"You have to consider that we've had a lot of changes in New Hampshire," says Weed. "The majority party now believes that government has some important functions for the people. [The FSP's] attempt to take over the state is naive — most people here feel there's a social conscience that goes along with tax paying."
FSP recruitment has been difficult, as Free Staters were largely ignored in their first few years — even by the local Sentinel newspaper — and only began to grab major headlines a few months before Kostric's gun show. In May, the group was mentioned on a Fox News Freedom Watch podcast; that same month, members were profiled in a prominent Boston Globe feature. Those spotlights — as well as recent Sentinel reports on the arrests of several members — were relatively positive, and the Free Staters I spoke with appreciate the coverage, despite occasional misrepresentations (the Globe profile, for example, implies there have been collective acts of civil disobedience — a major faux pas in the eyes of such proud individualists).

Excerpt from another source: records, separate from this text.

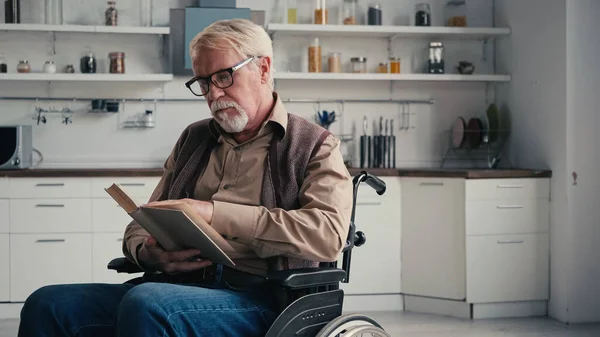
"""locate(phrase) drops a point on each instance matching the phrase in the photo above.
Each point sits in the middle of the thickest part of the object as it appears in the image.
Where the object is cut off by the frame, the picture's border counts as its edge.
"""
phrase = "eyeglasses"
(222, 79)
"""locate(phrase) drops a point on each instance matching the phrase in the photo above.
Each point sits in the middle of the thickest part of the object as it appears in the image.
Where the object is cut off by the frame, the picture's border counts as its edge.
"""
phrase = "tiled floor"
(402, 324)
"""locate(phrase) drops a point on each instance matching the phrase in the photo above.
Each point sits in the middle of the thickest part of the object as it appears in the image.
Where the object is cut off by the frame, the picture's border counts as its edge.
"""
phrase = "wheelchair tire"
(347, 325)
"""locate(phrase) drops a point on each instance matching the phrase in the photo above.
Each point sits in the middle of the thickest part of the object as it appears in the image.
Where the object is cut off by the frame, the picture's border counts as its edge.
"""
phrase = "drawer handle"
(510, 242)
(509, 206)
(510, 186)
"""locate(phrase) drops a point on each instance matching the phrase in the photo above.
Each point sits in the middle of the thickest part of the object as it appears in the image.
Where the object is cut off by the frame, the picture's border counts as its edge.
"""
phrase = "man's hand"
(204, 208)
(155, 258)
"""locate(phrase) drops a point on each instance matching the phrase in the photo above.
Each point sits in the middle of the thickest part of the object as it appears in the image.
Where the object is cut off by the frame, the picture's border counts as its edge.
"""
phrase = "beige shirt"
(233, 182)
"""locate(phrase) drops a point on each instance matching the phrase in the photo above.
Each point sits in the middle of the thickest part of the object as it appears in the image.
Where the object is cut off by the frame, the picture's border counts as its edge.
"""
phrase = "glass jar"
(395, 65)
(423, 15)
(456, 13)
(436, 58)
(314, 57)
(23, 66)
(349, 12)
(359, 65)
(374, 14)
(117, 62)
(292, 11)
(321, 14)
(111, 15)
(334, 62)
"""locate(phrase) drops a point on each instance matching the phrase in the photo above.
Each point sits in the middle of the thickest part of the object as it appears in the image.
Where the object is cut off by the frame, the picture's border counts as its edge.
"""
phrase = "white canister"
(49, 67)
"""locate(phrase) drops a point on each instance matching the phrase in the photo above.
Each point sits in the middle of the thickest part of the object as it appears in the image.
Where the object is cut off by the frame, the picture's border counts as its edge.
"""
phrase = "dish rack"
(479, 149)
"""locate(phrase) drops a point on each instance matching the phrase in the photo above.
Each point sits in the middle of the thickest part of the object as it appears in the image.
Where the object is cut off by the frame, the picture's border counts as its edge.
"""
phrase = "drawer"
(108, 216)
(107, 246)
(508, 268)
(524, 188)
(50, 216)
(4, 187)
(519, 216)
(50, 188)
(4, 216)
(140, 188)
(37, 260)
(4, 268)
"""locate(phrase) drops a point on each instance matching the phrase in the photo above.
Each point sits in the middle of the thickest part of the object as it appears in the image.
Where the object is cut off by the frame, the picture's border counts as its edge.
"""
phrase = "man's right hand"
(153, 257)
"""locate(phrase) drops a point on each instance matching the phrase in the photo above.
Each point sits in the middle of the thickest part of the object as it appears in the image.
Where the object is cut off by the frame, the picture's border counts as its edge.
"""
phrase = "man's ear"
(265, 68)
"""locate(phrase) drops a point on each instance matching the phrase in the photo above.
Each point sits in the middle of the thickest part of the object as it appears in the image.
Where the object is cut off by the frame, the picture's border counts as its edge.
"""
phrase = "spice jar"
(111, 15)
(436, 58)
(395, 65)
(23, 66)
(314, 57)
(117, 62)
(359, 64)
(321, 14)
(423, 15)
(349, 12)
(335, 63)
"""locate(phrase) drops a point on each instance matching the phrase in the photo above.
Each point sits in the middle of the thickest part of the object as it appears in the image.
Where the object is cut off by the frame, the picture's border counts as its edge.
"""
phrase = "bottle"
(3, 66)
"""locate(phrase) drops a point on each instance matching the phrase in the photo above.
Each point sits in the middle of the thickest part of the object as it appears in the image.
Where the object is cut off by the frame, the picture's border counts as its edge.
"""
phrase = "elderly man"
(273, 184)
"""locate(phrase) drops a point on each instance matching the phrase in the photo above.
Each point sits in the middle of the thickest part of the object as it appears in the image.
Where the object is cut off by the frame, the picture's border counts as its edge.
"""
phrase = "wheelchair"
(316, 300)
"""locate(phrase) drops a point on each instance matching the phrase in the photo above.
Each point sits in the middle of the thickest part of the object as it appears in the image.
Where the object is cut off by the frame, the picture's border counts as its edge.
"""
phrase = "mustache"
(218, 105)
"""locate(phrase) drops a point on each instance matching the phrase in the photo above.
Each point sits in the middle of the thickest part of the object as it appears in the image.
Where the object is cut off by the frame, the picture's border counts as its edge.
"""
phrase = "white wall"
(583, 121)
(72, 145)
(552, 101)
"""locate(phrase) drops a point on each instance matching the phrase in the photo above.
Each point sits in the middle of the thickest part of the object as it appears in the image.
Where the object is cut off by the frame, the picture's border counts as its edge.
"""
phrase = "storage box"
(217, 3)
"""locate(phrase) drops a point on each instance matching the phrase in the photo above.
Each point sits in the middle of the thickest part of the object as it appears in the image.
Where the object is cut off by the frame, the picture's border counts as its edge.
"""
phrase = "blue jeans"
(148, 309)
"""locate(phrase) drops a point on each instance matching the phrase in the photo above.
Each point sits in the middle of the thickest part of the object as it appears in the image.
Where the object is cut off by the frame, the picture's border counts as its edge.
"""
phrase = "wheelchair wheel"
(352, 325)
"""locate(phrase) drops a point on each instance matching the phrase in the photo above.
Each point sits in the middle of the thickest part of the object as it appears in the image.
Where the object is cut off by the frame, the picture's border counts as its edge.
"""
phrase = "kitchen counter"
(405, 172)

As for Kostric, Free Staters agree on a "no harm, no foul" defense; like he told freekeene.com moments after his duel with Chris Matthews, there could not have been a better way to advertise his ideology.
"You need to sometimes present a more extreme viewpoint to pull people halfway between where they are and where you'd like them to move," said Kostric. "Hopefully it shocked some people into opening their eyes. I would have liked to have seen 100 open carriers standing on the front lawn of that church — that would have given the media something to really notice. Look at what just one person did."